Abortion has been decriminalised in Northern Ireland, despite efforts by the Democratic Unionist Party (DUP) to stop the legislation coming into effect.
While abortion has been available in the rest of the UK for decades, Northern Ireland had much more strict rules because the 1967 Abortion Act did not apply to it.
However, during the summer, backbench Labour MPs put forward amendments in Westminster, which compelled the British government to change the law governing abortion in the North unless power sharing was restored at Stormont by midnight on October 21.
The Stormont Government collapsed in January 2017.
In an effort to stop the new legislation coming into effect, the DUP attempted to table a parliament sitting on October 21, however opposition parties refused to attend.
"It is not lost on the public that the first time the DUP recalled the Assembly was yet another attempt to deny a section of our community rights.

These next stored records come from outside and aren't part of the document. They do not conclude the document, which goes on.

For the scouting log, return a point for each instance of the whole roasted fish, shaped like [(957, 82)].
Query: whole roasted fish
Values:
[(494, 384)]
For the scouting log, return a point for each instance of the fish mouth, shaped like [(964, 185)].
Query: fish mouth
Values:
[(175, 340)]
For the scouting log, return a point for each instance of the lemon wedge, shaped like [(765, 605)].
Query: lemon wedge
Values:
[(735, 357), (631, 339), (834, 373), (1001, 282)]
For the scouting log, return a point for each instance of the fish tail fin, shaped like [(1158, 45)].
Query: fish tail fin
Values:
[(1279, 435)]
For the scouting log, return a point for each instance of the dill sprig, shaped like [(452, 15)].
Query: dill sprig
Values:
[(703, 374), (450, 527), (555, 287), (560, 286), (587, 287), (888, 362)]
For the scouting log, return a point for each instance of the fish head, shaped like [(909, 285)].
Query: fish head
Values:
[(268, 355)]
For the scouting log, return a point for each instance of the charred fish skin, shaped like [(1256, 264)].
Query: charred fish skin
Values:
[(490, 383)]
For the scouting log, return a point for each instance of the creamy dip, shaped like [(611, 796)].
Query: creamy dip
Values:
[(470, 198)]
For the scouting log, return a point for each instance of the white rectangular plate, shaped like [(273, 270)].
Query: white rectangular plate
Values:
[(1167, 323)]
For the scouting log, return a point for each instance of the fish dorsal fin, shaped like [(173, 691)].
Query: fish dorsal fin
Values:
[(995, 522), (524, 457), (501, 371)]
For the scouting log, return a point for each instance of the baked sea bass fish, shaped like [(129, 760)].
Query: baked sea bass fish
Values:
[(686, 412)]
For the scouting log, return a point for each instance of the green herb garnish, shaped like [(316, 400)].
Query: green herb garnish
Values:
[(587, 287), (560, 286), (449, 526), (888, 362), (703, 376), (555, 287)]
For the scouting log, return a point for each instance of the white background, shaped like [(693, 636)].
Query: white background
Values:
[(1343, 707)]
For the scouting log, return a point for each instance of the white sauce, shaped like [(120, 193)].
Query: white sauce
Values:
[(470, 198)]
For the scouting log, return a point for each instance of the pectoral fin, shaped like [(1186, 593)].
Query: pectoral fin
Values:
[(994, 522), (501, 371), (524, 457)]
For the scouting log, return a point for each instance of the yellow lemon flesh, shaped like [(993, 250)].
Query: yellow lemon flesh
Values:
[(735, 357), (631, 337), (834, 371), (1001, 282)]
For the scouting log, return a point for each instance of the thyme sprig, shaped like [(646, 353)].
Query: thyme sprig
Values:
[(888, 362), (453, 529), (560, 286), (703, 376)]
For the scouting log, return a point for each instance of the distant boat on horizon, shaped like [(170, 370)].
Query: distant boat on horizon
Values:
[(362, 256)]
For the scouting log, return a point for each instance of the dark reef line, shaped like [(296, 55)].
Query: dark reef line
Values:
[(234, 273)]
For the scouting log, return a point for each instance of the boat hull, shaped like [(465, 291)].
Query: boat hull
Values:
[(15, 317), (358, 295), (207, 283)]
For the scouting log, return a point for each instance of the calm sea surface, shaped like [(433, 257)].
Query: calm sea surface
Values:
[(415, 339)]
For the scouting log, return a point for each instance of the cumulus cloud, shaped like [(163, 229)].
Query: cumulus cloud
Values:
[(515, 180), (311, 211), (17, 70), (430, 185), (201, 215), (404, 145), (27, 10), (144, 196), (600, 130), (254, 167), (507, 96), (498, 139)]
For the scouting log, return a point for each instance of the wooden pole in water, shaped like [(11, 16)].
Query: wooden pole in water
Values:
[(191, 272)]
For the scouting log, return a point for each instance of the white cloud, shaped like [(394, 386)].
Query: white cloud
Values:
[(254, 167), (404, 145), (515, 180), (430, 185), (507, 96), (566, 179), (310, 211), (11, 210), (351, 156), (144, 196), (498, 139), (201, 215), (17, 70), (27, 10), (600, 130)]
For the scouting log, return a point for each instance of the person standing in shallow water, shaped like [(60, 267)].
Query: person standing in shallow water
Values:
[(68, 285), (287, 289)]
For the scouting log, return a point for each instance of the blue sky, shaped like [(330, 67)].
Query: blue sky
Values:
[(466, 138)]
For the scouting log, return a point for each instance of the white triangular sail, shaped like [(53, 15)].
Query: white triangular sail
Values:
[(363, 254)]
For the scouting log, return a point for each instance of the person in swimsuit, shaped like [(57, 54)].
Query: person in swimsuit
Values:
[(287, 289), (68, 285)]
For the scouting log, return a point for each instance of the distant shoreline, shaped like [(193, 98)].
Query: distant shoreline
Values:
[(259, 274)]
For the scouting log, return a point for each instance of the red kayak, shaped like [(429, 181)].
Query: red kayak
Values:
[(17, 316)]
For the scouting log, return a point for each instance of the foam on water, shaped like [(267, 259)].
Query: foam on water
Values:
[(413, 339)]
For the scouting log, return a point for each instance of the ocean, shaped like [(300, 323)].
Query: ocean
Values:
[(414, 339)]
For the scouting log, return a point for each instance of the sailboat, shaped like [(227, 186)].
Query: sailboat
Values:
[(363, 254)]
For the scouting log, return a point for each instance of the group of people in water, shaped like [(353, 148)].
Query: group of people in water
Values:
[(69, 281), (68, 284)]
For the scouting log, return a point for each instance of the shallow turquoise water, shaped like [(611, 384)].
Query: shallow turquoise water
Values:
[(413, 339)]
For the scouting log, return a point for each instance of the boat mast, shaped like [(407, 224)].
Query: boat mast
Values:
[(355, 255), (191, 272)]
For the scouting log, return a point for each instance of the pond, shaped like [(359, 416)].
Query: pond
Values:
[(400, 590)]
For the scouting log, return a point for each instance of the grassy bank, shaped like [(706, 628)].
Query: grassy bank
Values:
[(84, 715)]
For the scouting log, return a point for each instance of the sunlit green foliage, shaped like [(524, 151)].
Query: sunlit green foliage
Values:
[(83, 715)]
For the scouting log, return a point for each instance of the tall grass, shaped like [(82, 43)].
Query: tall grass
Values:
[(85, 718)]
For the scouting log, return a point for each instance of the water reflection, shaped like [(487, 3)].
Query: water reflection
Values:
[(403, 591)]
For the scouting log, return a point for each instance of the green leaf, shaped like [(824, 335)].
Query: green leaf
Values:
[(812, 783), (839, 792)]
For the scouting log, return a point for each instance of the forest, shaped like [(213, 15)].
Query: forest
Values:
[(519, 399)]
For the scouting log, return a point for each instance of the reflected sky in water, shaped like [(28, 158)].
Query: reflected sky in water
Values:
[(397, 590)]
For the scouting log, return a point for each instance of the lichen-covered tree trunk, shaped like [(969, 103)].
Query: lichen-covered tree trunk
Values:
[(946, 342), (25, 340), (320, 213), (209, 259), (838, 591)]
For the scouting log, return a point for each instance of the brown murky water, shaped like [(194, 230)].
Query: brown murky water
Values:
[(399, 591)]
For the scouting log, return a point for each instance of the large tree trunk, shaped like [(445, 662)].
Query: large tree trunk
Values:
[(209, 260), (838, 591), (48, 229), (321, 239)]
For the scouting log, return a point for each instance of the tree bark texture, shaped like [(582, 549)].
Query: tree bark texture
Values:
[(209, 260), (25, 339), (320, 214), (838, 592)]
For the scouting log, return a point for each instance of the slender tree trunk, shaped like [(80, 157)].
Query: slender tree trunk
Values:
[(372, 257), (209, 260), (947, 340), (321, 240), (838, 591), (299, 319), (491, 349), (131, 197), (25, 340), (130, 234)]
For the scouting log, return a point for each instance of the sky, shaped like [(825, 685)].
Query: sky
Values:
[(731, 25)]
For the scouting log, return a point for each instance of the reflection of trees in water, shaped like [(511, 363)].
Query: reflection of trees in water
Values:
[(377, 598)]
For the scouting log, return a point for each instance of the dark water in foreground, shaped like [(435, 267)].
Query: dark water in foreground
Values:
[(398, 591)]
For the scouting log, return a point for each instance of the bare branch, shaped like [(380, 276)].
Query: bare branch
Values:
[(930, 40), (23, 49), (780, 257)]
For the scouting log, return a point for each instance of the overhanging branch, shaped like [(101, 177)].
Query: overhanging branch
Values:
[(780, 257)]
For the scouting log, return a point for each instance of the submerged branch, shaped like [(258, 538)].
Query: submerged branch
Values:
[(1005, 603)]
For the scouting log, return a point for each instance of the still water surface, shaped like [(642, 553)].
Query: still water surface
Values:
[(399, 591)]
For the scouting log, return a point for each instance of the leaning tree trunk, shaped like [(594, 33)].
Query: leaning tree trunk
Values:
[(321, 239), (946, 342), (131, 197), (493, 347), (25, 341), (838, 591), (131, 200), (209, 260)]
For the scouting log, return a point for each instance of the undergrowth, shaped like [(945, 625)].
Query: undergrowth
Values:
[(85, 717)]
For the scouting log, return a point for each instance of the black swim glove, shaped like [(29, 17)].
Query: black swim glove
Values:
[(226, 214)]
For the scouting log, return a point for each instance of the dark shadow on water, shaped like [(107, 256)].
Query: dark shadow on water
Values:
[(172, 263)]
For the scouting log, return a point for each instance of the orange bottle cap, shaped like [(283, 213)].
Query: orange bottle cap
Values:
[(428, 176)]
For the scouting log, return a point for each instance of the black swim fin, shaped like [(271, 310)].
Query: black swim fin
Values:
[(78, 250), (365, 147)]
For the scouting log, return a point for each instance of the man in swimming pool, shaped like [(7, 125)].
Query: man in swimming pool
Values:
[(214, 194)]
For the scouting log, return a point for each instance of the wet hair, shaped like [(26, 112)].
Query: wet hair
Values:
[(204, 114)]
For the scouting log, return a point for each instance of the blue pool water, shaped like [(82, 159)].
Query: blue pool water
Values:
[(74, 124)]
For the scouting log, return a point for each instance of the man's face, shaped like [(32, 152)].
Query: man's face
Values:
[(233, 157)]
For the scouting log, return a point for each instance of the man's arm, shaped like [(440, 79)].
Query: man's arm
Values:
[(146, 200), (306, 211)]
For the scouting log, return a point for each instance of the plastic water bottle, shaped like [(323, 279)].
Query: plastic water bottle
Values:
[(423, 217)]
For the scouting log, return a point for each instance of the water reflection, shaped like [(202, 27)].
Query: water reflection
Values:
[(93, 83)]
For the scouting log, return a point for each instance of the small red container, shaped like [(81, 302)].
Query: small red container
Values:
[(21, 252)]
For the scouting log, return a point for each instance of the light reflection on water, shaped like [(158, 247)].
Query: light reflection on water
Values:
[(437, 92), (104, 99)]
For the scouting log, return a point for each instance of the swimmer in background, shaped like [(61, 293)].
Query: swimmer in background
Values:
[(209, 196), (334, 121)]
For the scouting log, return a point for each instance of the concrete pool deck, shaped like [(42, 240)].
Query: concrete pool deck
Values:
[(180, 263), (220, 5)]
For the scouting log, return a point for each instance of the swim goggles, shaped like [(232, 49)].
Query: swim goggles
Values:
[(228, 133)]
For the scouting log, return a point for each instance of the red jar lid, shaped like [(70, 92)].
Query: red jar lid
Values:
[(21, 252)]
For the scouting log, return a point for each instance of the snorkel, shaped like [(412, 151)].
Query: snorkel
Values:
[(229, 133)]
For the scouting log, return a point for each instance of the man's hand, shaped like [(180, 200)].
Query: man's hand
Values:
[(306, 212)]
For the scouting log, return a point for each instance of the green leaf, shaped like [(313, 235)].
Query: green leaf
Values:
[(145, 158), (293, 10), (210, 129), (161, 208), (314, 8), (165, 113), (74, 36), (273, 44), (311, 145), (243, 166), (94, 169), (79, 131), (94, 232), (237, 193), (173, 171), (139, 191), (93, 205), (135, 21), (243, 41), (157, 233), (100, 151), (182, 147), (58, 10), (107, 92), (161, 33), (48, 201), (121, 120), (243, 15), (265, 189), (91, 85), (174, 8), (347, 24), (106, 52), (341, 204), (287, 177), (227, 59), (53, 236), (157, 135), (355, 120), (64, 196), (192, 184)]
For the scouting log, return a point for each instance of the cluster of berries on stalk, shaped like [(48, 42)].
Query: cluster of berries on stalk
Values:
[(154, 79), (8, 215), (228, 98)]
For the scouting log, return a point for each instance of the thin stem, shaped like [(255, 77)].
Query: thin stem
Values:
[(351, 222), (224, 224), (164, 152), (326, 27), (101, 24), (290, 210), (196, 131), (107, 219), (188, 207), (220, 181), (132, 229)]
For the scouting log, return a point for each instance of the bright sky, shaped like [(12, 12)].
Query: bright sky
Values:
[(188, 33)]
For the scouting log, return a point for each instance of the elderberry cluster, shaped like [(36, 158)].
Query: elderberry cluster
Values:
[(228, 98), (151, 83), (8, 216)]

If the DUP applied the same creativity and imagination into getting the institutions up and running as they have in denying rights, we would have a functioning Assembly," commented Sinn Féin vice-president, Michelle O'Neill.
While the SDLP did attend the sitting, its members refused to back the election of a new speaker, which is a prerequisite for business to be conducted.
As part of the new legislation, women can now seek advice from health professionals about abortion services without fear of facing criminal prosecution.
Abortion services will not be available in Northern Ireland until April 2020 and until then, women will have to go to England to obtain an abortion, as they have been doing for decades. However, their travel, accommodation and medical treatment costs will be paid for.
Meanwhile, the new legislation also sees the legalisation of same sex marriages in Northern Ireland. These will be legal from January 13, 2020.